While even a healthy mouth is full of bacteria - in fact, more than 600 species play a role in keeping the mouth healthy Vazquez and De Rossi suspect a different set of bacteria set up shop in these patients.
Vazquez's lab also will be analyzing the different types of yeast recovered from study patients to determine if HIV patients have more aggressive or treatment-resistant strains.
"One of the earliest signs of HIV can be a yeast infection in the mouth," said Vazquez. In the worst case scenario, this fungal infection can quickly spread into and block the esophagus. "They can't swallow, they can't drink, they can't eat, and so they dehydrate," he said. In fact, when De Rossi sees a patient with an oral yeast infection, he may suggest an HIV test, after ruling out more common causes such as taking an antibiotic for an upper respiratory infection.
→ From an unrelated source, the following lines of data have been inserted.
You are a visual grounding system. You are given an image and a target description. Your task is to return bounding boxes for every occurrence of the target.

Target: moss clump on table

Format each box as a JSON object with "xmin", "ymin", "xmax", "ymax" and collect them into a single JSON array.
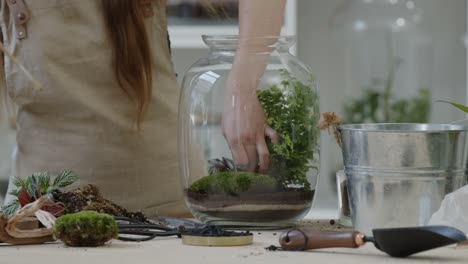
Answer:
[{"xmin": 54, "ymin": 211, "xmax": 118, "ymax": 247}]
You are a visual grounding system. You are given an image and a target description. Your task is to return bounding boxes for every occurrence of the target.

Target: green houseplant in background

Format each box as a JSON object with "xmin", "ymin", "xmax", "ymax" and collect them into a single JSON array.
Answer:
[{"xmin": 343, "ymin": 55, "xmax": 431, "ymax": 124}]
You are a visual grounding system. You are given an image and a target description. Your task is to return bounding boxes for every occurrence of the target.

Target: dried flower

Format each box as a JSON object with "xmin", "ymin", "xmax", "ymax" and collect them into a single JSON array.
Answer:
[{"xmin": 317, "ymin": 112, "xmax": 341, "ymax": 146}]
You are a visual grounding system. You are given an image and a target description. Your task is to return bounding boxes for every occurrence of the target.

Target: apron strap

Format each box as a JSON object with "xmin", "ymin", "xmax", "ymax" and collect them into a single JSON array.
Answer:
[{"xmin": 6, "ymin": 0, "xmax": 31, "ymax": 39}]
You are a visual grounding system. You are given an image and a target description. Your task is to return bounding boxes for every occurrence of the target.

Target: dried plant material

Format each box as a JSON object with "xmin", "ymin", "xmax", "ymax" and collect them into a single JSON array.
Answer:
[
  {"xmin": 317, "ymin": 112, "xmax": 341, "ymax": 147},
  {"xmin": 0, "ymin": 42, "xmax": 43, "ymax": 91},
  {"xmin": 6, "ymin": 196, "xmax": 55, "ymax": 238},
  {"xmin": 0, "ymin": 196, "xmax": 55, "ymax": 245},
  {"xmin": 54, "ymin": 184, "xmax": 147, "ymax": 222},
  {"xmin": 0, "ymin": 216, "xmax": 55, "ymax": 245},
  {"xmin": 34, "ymin": 210, "xmax": 57, "ymax": 228}
]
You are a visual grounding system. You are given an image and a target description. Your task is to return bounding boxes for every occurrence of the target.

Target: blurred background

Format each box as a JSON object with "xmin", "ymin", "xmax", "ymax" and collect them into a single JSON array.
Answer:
[
  {"xmin": 0, "ymin": 0, "xmax": 468, "ymax": 212},
  {"xmin": 168, "ymin": 0, "xmax": 467, "ymax": 214}
]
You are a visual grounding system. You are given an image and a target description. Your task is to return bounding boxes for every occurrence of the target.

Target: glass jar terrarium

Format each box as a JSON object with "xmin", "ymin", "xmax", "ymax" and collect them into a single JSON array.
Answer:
[{"xmin": 179, "ymin": 36, "xmax": 320, "ymax": 227}]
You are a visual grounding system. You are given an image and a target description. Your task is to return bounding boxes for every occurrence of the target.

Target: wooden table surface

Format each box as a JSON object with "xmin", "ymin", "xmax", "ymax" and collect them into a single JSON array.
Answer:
[{"xmin": 0, "ymin": 220, "xmax": 468, "ymax": 264}]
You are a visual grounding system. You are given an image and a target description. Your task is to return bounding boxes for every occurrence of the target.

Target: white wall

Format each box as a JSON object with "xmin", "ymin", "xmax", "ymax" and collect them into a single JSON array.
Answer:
[{"xmin": 173, "ymin": 0, "xmax": 467, "ymax": 208}]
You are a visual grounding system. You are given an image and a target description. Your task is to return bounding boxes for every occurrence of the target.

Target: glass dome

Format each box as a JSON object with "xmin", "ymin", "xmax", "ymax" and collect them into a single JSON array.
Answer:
[{"xmin": 179, "ymin": 36, "xmax": 319, "ymax": 228}]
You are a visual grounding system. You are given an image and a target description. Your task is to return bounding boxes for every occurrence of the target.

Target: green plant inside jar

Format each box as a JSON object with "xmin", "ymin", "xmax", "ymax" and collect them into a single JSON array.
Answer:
[{"xmin": 188, "ymin": 71, "xmax": 320, "ymax": 196}]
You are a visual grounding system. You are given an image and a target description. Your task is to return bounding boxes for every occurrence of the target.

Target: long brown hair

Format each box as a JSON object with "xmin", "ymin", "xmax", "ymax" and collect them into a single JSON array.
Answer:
[
  {"xmin": 101, "ymin": 0, "xmax": 153, "ymax": 127},
  {"xmin": 101, "ymin": 0, "xmax": 218, "ymax": 127}
]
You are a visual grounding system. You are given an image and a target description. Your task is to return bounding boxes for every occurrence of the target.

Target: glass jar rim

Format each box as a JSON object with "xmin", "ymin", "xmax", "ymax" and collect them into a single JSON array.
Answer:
[{"xmin": 202, "ymin": 35, "xmax": 296, "ymax": 50}]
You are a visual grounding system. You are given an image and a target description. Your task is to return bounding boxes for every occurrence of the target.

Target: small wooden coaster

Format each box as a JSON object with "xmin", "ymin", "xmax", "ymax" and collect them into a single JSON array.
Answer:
[{"xmin": 182, "ymin": 234, "xmax": 253, "ymax": 247}]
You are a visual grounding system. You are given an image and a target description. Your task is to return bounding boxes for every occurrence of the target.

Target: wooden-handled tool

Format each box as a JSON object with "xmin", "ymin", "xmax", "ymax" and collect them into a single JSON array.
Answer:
[
  {"xmin": 279, "ymin": 226, "xmax": 467, "ymax": 257},
  {"xmin": 280, "ymin": 229, "xmax": 366, "ymax": 250}
]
While mostly responsive to antifungal drugs, a few missed doses can give the fungus the opportunity to develop a protective film of sugar, called a biofilm, and become treatment resistant. "To successfully treat a yeast infection, you need a combination of some kind of host immune response and the antifungal medication," Vazquez noted.
HPV, more commonly known as a cause of cervical cancer, was actually not a significant problem in HIV patients until the advent of highly-active antiretroviral therapy, said De Rossi, a study co-investigator. But once it has found a home, the virus can move quickly throughout the mouth and beyond as patients inadvertently bite the area enabling its spread. Treatment tends to work marginally and the virus often resurfaces, spreads, and can cause head and neck cancer.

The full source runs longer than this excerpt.